A compatible formulation from the West is Thomas Barnett’s division of the world into a non-integrated “Gap” and a functioning “Core.” Countries of the Core largely follow agreed rules, are economically interdependent, and resolve disputes through diplomacy. Gap countries offer repression, lawlessness, poor communications, transportation, and education, and low life expectancy, cannot attract foreign investment, and often are at war whether civil or international. Integrating Gap countries into the Core is a grand strategy for a more peaceful world that could guide foreign policy the way Containment did during the Cold War.

 Instead of arguing over self-serving aspects of the Russian proposal, treat it as a signal suggesting negotiation. Analysis using methods developed by Niall Fraser and Keith Hipel to identify the issues likely to form the basis for a stable alliance among conflict parties suggests Russia and the U.S. could ally to reduce conflict in Iraq and Syria in ways that could induce other nations with interests in a stable Middle East to join the effort, and might moderate Mr. Putin’s apparent obsession with the restoration of Russia’s lost prestige and ending Western encroachment on its vulnerable southern flank. It is understandable that Russia sees NATO moving east as threatening, just as the United States saw European intervention in the Caribbean as threatening, hence the Monroe Doctrine. While the takeover of Crimea and current NATO membership probably is irreversible, it should be possible to end NATO expansion in exchange for Russian agreement to respect the independence of its neighbors, and on that basis end the sanctions on Russia that Putin finds galling. Details could further integrate Russia into Core economic and diplomatic norms, moving it away from its aggressive foreign policy while mitigating its festering and largely ignored economic and demographic problems.

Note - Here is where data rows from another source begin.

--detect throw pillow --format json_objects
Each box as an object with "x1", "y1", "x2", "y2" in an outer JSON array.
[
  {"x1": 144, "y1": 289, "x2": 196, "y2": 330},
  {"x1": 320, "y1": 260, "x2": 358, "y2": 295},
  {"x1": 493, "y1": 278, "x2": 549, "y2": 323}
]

Such an agreement could enable U.S. goals of eliminating ISIS and preventing Iran from achieving regional hegemony. The campaign against ISIS is progressing, albeit at a snail’s pace. But, destroying ISIS in a way that dissuades others from picking up its mantle and stabilizing Iraq and Syria is a formidable task that builds on established tactics for asymmetric conflicts and on the lessons learned since the end of the Cold War.* The tactics go back at least to Lawrence in Arabia who wrote: “Did my provoked jape at Vickery, that rebellion was more like peace than war, hold as much truth as haste?” Or as Field Marshal Templer in Malaya argued, “the shooting side of the business is only 25 percent … the other 75 percent lies in getting the people behind us.” In the current context, that means dissuading potential foreign fighters. The more idealized their vision of Islam the easier it should be for a knowledgeable Muslim to convince them to abandon Salafism. 

International interventions in the 1990s often assumed state-building was necessary and sufficient for peace-building.  In practice, the two often proved incompatible. For example, selecting officials on merit often conflicted with the need to share power across ethnicity, religion, or tribe so that citizens viewed the government as legitimate. Contracting services to multinationals failed to build local capacity.  Making things worse, peacekeepers often left before improvements took hold.

Despite the difficulties, state building appears essential but insufficient for peace and stability. Local legitimacy and the need to engage rather than simply replace community leaders are now recognized as more important than imposing Western ways. The limits on any plausible intervenor’s resources and will suggest focusing first on situations most threatening to global peace—such as Iraq and Syria.

If the U.S. and Russia could join forces against Nazis, why not in the Middle East?

* Such as Afghanistan, Angola, Bosnia-Herzegovina, Croatia, East Timor, El Salvador, Guatemala, Kosovo, Liberia, Libya, Mozambique, Namibia, Nicaragua, Rwanda, Sierra Leone, and Somalia.